In a state already drenched with floods, West Virginia is suffering from widespread damage that is devastating. At least 14 people have died from the floods, according to Governor Earl Ray Tomblin.
According to WDTV, homes have been damaged and vehicles have been seen floating down neighborhood streets. But the governor set his focus on search and rescue. Up to 10 inches of rain has fallen in most counties since this morning, according to the National Weather Service.
“Our focus remains on search and rescue,” Gov. Tomblin said. “It’s been a long 24 hours and the next 24 hours may not be much easier.”
As the West Virginia floods reached homes, Greenbrier County Sheriff Jan Cahill described “complete chaos” in his county, which appeared to be the hardest hit. Cahill told the Associated Press that roads have been destroyed, bridges are out, and many of the homes have washed off their foundations.
“Multiple sections of highway just missing. Pavement just peeled off like a banana. I’ve never seen anything like that,” Cahill added.
In the southern part of West Virginia, a 4-year-old boy was swept away in flood waters in Jackson County after much of the region had been issued a flash food warning due to heavy rain, according to county officials. A search and rescue team is still looking for the child with three local fire departments, as well as other law enforcement agencies.
The major storms prompted Gov. Earl Ray Tomblin to declare a state of emergency in 44 counties. The storms left approximately 40,000 customers without power, according to FirstEnergy and Appalachian Power outage reports.

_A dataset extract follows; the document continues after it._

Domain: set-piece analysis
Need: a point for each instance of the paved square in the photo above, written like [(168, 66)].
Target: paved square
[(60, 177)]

Joe Coughlin of Homeland Security and Emergency Management said some first responders there are picking people up at their homes by boat and bringing them to shelters.
Some are too isolated to reach because roads are flooded and there’s no way to get boats on the water. Some homes have been washed off their foundation and people are stuck in cars trapped in the water, Coughlin said.
West Virginia roads are filled with downed trees and power poles, high water, accidents and other storm-related problems. Department of Transportation spokesman Brent Walker says the Transportation Management Center reported high-water issues statewide and hundreds of downed trees and some power poles across the state. Accidents were reported due to hydroplaning, and there were intermittent traffic signal outages.
Area residents were also dealing with more than just the floods after the National Weather Service confirmed an EF-1 tornado, which has wind speeds of up to 110 mph, hit Nicholas County. The twister touched down three miles northeast of Richwood and ended in Greenbrier County, damaging mostly trees and power poles.